In my problem, the agent does not follow the successive order of states, but selects with $\epsilon$-greedy the best pair (state, action) from a priority queue. More specifically, when my agent goes to a state $s$ and opens its available actions $\{ a_i \}$, then it estimates each $(s,a)$ pair (regression with DQN) and stores it into the queue. In order for my agent to change to state $s'$, it picks the best pair from the queue instead of following one of the available actions $\{ a_i \}$ of $s$. I note that a state has a partially-different action set from the others.
However, in this way, how can I model my MDP if my agent does not follow the successive order of states?
More specifically, I have a focused crawler that has an input of a few seeds URLs. I want to output as many as possible relevant URLs with the seeds. I model the RL framework as follows.
- State: the webpage,
- Actions: the outlink URLs of the state webpage,
- Reward: from external source I know if the webpage content is relevant.

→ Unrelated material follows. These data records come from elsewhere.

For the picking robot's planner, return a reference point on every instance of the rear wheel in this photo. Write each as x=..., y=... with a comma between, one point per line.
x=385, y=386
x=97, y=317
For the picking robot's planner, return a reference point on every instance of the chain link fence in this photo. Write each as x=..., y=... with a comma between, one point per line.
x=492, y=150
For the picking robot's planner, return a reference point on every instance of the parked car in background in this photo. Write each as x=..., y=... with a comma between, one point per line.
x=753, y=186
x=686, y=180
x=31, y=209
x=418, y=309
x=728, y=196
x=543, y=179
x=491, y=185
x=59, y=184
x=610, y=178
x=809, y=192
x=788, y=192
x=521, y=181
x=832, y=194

The problem is that, while crawling, if the agent keeps going forward by following the successive state transition, it can fall into crawling traps or local optima. That is the reason why a priority queue is used importantly in crawling. The crawling agent does not follow anymore the successive order of state transitions. Each state-action pair is added to the priority queue with its estimated action value. For each time, it selects the most promising state-action pair among all pairs in the queue. I note that each URL action can be estimated taking into account the state-webpage where it was extracted.